Machine Listening in Multisource Environments (CHiME) 2011
Convolutive non-negative matrix factorization (CNMF) is an effective approach for supervised audio source separation. It relies on the availability of sufficient training data to learn a set of bases for each acoustic source. For automatic speech recognition (ASR) in a multi-source noise environment, the varied nature of background noise makes it a challenging task to learn the noise bases and thereby to suppress it from the speech signal using CNMF. A large amount of training data is required to reliably capture noise variation, but this generally leads to an unacceptable computational burden.

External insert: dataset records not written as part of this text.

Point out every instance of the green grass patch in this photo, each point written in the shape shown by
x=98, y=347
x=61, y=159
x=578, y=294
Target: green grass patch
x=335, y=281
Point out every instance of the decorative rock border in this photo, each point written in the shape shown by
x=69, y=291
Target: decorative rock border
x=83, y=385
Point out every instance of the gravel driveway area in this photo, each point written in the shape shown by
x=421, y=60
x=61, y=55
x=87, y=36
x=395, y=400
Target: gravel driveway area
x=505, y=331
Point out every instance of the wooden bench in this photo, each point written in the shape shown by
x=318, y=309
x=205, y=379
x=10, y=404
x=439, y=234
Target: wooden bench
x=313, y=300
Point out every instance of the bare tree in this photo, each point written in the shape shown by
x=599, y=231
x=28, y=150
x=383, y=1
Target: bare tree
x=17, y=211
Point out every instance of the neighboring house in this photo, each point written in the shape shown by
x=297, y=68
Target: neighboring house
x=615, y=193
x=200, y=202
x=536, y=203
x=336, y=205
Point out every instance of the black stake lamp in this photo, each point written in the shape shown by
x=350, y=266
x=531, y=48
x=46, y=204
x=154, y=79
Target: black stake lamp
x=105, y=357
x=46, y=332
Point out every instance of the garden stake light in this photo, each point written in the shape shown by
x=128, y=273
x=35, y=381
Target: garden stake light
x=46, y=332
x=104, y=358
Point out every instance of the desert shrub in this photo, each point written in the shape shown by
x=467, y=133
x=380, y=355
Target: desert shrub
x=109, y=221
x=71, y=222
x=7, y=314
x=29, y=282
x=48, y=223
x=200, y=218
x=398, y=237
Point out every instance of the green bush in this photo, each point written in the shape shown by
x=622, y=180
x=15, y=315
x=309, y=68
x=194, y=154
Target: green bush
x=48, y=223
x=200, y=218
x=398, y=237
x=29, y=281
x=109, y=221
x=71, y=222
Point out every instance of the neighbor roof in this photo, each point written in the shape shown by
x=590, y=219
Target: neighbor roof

Here, we address this problem by learning the noise bases using a computationally efficient, online CNMF approach. By learning the noise bases from several hours of ambient noise data and over a few seconds of local acoustic context, we show that background noise can be effectively attenuated from noisy speech. ASR accuracies on the CHiME corpus with the denoised speech show relative improvements in the range of 42.3% for -6 dB signal-to-noise ratio (SNR) to 2.5% for 9 dB SNR.
Index Terms. Convolutive non-negative matrix factorization, online CNMF, speech separation, automatic speech recognition
Bibliographic reference. Vipperla, Ravichander / Bozonnet, Simon / Wang, Dong / Evans, Nicholas (2011): "Robust speech recognition in multi-source noise environments using convolutive non-negative matrix factorization", In CHiME-2011, 74-79.